Pour Tom Lanoye, Hamlet est à tous points de vue un « écartelé ». Hamlet a l’âge et l’intelligence nécessaires pour deviner les rapports de forces à la Cour, mais il possède encore aussi la pureté qui le fait s’y opposer a priori : c’est une question de principe. S’il est poussé par l’exaltant Sturm und Drang de toute nouvelle génération, il est aussi conscient des conséquences de ses actes. Il contemple avec effroi ce qui se passe autour de lui, mais son imagination le soutient pendant un certain temps. L’incertitude qui le déchire débouche cependant sur le doute et la léthargie. L’indignation, la peur, la témérité, l’impuissance, la haine de soi… : autant d’émotions qui cherchent à prendre le dessus. Hamlet est mélancolique et cynique à la fois — par deux fois plus âgé que son âge. Seule son énergie verbale demeure brillante, jusqu’à ce que, finalement, elle décline…

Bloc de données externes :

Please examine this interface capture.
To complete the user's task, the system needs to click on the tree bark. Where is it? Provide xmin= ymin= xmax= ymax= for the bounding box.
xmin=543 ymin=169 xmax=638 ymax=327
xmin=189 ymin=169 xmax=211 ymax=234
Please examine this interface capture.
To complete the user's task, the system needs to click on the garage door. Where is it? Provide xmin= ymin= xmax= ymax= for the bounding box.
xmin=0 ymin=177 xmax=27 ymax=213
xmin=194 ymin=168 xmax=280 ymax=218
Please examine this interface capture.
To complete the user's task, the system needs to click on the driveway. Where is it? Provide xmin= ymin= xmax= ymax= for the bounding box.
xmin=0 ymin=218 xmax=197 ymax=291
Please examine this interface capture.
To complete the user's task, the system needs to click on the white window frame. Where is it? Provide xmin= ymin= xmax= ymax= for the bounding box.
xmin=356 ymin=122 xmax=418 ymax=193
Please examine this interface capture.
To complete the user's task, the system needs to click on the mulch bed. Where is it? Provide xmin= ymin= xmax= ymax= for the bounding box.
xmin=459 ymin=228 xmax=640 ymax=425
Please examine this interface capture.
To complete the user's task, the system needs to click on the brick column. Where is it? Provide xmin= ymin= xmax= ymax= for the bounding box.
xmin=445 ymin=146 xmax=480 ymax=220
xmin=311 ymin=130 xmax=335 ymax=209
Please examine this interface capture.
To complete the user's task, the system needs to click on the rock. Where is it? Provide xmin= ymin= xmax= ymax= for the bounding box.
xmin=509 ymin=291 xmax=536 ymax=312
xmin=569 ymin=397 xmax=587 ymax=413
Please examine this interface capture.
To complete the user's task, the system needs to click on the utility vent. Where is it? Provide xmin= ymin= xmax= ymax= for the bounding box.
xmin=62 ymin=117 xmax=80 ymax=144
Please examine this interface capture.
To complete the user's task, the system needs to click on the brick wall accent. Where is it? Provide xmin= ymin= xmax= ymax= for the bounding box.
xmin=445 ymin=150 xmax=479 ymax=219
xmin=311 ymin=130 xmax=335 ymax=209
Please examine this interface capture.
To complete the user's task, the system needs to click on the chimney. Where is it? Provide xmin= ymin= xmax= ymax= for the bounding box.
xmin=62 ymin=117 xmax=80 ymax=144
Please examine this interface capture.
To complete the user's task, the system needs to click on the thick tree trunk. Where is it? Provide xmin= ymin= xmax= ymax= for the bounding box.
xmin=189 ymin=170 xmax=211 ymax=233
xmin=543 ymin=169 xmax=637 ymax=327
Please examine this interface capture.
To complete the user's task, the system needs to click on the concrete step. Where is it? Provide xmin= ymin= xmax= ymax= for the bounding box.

Dans Hamlet vs Hamlet, Lanoye et Cassiers montrent comment une nouvelle génération (Hamlet, Ophélie, Laërte) ne parvient pas à trouver une solution de remplacement au monde pourri de leurs aînés (Claudius, Gertrude, Polonius). Hamlet s’abîme dans l’impuissance et l’idéalisation de son père mort. Ophélie s’égare, ballottée entre les attentes de son père, de son frère et d’Hamlet. Laërte sombre, victime de sa démesure destructive.
Lanoye et Cassiers dépeignent une société menacée de l’extérieur, mais minée en premier lieu par la paranoïa, les désirs incestueux et l’implosion morale. Le château où vit Hamlet, Elseneur, devient un palais des glaces sans issue, dans lequel tout le monde s’oppose à tout le monde. Et dans lequel, avant tout, Hamlet affronte ses propres fantômes. Hamlet vs Hamlet.